7 Classifying images

So far, we’ve been exploring essential torch functionality: tensors, the sine qua non of every deep learning framework; autograd, torch’s implementation of reverse-mode automatic differentiation; modules, composable building blocks of neural networks; and optimizers, the – well – optimization algorithms that torch provides.

But we haven’t really had our “hello world” moment yet, at least not if by “hello world” you mean the inevitable deep learning experience of classifying pets. Cat or dog? Beagle or boxer? Chinook or Chihuahua? We’ll distinguish ourselves by asking a (slightly) different question: What kind of bird?

Topics we’ll address on our way:

  • The core roles of torch datasets and data loaders, respectively.

  • How to apply transforms, both for image preprocessing and data augmentation.

  • How to use Resnet (He et al. 2015), a pre-trained model that comes with torchvision, for transfer learning.

  • How to use learning rate schedulers, and in particular, the one-cycle learning rate algorithm [@abs-1708-07120].

  • How to find a good initial learning rate.

7.1 Data loading and preprocessing

The example dataset used here is available on Kaggle.

Conveniently, it may be obtained using torchdatasets, which uses pins for authentication, retrieval and storage. To enable pins to manage your Kaggle downloads, please follow the instructions here.

This dataset is very “clean,” unlike the images we may be used to from, e.g., ImageNet. To help with generalization, we introduce noise during training – in other words, we perform data augmentation. In torchvision, data augmentation is part of an image processing pipeline that first converts an image to a tensor, and then applies any transformations such as resizing, cropping, normalization, or various forms of distorsion.

Below are the transformations performed on the training set. Note how most of them are for data augmentation, while normalization is done to comply with what’s expected by ResNet.

7.1.0.1 Image preprocessing pipeline

library(torch)
library(torchvision)
library(torchdatasets)

library(dplyr)
library(pins)
library(ggplot2)

device <- if (cuda_is_available()) torch_device("cuda:0") else "cpu"
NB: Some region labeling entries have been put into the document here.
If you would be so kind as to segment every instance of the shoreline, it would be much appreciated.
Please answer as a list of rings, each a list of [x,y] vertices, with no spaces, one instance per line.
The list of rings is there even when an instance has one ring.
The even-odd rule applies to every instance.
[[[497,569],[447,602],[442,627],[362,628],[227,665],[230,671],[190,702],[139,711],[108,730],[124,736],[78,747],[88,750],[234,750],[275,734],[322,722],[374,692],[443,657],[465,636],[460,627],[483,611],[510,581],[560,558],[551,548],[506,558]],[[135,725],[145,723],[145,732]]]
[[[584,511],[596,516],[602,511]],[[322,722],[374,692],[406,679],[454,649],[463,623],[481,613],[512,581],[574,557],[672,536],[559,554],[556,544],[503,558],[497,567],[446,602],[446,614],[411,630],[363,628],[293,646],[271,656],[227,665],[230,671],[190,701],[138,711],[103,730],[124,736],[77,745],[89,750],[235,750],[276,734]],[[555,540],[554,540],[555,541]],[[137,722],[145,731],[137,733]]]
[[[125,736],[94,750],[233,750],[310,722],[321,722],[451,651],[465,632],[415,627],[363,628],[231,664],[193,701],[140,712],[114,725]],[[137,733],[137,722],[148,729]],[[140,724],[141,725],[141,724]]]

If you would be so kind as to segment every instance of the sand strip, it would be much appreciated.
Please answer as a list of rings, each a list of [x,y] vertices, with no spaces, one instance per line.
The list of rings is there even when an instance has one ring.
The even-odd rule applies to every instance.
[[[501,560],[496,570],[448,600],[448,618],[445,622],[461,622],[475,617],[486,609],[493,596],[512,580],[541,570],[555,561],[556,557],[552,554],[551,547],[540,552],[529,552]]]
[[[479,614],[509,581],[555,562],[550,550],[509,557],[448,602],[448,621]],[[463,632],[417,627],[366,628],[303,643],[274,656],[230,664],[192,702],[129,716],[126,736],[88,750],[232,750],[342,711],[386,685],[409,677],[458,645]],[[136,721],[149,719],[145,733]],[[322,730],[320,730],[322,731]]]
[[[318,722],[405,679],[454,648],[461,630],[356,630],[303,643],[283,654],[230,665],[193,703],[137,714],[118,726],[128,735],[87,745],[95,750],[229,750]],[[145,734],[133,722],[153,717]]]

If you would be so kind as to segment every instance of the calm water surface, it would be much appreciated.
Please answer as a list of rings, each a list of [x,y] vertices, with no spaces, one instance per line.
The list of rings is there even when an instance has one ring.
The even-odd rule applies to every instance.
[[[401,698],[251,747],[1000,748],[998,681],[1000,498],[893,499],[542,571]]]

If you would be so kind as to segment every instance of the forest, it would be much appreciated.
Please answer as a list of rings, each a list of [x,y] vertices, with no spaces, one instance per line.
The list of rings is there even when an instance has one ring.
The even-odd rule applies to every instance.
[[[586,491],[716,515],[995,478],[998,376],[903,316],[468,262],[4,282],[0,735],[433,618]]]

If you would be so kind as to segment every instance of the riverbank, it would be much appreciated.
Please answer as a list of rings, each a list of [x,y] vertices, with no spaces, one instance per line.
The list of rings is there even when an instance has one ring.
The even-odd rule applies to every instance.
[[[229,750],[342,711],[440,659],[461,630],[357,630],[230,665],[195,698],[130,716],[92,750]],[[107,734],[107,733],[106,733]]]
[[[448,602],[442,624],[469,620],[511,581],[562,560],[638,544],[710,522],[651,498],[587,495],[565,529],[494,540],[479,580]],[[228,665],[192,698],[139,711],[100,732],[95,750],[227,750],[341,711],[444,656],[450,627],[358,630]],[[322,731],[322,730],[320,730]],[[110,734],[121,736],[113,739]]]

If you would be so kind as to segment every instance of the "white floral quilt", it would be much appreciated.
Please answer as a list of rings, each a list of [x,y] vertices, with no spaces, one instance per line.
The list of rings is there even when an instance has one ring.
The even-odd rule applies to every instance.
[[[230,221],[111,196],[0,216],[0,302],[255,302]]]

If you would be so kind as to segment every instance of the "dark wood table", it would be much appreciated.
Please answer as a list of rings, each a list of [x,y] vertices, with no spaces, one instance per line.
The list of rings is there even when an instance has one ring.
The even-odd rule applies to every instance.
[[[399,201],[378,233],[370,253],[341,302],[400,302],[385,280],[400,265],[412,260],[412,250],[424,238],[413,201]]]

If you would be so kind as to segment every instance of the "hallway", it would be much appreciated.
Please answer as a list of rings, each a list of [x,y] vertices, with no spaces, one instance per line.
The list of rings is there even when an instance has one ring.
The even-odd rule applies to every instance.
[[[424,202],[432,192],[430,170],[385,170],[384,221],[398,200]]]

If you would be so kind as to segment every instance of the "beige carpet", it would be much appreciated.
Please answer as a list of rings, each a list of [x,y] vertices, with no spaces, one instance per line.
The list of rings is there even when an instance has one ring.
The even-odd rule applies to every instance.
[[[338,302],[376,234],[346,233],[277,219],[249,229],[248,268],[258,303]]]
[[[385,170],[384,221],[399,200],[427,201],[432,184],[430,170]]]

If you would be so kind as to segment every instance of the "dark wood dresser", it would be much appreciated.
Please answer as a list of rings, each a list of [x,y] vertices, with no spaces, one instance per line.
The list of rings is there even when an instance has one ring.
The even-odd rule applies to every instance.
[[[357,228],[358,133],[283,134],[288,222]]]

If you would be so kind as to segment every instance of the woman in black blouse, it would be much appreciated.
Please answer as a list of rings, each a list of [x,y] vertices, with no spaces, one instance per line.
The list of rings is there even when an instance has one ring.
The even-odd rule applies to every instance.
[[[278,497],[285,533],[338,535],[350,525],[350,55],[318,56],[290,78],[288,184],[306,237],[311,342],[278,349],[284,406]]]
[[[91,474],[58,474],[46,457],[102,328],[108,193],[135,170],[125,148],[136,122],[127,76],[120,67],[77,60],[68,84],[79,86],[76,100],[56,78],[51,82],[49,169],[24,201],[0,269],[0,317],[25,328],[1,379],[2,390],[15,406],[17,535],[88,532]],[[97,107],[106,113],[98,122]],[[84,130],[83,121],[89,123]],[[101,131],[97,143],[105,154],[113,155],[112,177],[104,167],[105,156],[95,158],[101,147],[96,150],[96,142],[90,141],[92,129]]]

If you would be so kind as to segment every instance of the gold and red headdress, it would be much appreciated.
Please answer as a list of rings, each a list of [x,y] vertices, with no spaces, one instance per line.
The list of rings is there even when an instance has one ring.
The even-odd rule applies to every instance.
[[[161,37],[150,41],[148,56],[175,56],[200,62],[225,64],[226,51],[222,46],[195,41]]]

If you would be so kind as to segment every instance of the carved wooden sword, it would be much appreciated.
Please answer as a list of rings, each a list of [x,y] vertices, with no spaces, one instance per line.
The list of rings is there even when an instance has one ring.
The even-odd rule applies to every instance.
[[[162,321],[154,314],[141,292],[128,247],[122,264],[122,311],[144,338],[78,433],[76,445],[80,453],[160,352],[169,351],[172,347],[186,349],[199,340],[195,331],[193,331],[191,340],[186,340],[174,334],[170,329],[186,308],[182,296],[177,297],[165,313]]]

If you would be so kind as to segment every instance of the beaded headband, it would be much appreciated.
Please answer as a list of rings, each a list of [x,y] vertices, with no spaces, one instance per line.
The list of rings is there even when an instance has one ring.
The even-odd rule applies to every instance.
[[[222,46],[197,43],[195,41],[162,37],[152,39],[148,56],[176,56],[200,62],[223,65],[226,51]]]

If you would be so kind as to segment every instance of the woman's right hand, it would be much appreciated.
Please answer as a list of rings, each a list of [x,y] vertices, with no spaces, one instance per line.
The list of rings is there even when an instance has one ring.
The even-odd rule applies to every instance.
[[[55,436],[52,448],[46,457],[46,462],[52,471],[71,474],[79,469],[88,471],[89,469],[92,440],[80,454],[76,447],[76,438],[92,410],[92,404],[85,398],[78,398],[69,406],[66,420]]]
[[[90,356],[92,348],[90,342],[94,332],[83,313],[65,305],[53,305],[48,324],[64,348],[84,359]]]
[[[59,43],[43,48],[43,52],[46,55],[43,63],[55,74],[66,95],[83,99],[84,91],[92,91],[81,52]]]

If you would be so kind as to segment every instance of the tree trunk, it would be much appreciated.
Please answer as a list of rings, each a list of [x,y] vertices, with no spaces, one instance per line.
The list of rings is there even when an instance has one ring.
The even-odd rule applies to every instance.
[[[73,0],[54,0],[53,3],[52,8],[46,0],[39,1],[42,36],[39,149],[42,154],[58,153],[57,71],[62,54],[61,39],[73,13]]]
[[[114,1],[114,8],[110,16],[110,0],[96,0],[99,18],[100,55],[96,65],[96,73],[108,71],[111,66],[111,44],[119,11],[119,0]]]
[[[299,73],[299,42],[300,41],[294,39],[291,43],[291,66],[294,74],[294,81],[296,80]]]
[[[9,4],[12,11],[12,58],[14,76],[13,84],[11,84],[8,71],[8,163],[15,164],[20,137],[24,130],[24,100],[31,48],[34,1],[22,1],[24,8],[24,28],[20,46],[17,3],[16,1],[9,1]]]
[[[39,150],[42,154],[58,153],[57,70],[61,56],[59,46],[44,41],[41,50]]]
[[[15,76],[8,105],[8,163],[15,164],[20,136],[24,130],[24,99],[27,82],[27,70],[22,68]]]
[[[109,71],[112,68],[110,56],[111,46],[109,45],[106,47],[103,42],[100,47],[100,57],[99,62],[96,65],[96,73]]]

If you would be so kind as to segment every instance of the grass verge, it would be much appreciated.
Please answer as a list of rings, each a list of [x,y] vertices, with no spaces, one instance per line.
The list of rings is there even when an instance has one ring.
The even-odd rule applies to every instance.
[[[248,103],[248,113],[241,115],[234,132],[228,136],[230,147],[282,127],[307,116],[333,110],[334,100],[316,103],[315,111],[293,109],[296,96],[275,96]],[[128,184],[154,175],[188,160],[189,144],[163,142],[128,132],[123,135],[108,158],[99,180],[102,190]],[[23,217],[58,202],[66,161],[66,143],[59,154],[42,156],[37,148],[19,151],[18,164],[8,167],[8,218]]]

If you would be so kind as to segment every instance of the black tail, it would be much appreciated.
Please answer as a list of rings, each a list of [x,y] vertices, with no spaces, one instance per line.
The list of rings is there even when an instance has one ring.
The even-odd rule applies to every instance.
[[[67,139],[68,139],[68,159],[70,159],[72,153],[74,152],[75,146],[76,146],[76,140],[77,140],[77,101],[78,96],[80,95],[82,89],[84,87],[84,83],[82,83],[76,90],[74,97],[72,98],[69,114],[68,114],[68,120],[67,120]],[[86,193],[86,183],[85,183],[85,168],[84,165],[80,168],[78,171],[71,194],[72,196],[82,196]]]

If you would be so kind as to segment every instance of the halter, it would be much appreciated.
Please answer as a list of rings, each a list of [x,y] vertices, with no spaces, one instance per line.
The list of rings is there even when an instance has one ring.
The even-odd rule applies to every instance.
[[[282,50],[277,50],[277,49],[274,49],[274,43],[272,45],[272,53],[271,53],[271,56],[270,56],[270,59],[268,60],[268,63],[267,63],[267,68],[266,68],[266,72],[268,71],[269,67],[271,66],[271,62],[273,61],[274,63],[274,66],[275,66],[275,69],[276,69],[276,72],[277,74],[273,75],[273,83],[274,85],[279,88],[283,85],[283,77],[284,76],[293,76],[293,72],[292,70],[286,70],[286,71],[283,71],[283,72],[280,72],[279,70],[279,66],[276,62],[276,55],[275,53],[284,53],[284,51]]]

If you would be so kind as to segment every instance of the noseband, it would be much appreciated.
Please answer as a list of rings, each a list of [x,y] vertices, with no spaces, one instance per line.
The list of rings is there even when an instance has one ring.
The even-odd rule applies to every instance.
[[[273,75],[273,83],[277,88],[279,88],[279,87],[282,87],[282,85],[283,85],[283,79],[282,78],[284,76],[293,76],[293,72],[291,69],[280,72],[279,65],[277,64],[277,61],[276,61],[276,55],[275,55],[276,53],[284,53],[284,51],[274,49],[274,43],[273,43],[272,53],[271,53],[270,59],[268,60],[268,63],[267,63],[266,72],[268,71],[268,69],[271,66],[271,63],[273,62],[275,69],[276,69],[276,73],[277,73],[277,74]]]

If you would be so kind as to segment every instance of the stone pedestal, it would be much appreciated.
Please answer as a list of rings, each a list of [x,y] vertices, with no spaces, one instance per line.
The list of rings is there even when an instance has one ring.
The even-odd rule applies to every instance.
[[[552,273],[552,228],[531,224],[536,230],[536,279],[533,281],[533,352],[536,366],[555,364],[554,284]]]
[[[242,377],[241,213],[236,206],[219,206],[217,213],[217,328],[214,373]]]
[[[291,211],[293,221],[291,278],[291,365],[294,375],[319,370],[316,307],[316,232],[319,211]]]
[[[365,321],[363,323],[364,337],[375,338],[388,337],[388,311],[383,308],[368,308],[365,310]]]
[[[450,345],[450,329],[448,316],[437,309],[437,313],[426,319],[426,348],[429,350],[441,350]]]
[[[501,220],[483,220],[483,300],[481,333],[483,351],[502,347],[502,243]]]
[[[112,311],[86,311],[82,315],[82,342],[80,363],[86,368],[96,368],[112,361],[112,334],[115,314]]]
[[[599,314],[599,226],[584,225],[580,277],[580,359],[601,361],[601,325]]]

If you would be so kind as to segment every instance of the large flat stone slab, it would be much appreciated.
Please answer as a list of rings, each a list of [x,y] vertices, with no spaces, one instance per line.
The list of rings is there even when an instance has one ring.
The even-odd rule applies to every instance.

train_transforms <- function(img) {
  img %>%
    # first convert image to tensor
    transform_to_tensor() %>%
    # then move to the GPU (if available)
    (function(x) x$to(device = device)) %>%
    # data augmentation
    transform_random_resized_crop(size = c(224, 224)) %>%
    # data augmentation
    transform_color_jitter() %>%
    # data augmentation
    transform_random_horizontal_flip() %>%
    # normalize according to what is expected by resnet
    transform_normalize(mean = c(0.485, 0.456, 0.406), std = c(0.229, 0.224, 0.225))
}

On the validation set, we don’t want to introduce noise, but still need to resize, crop, and normalize the images. The test set should be treated identically.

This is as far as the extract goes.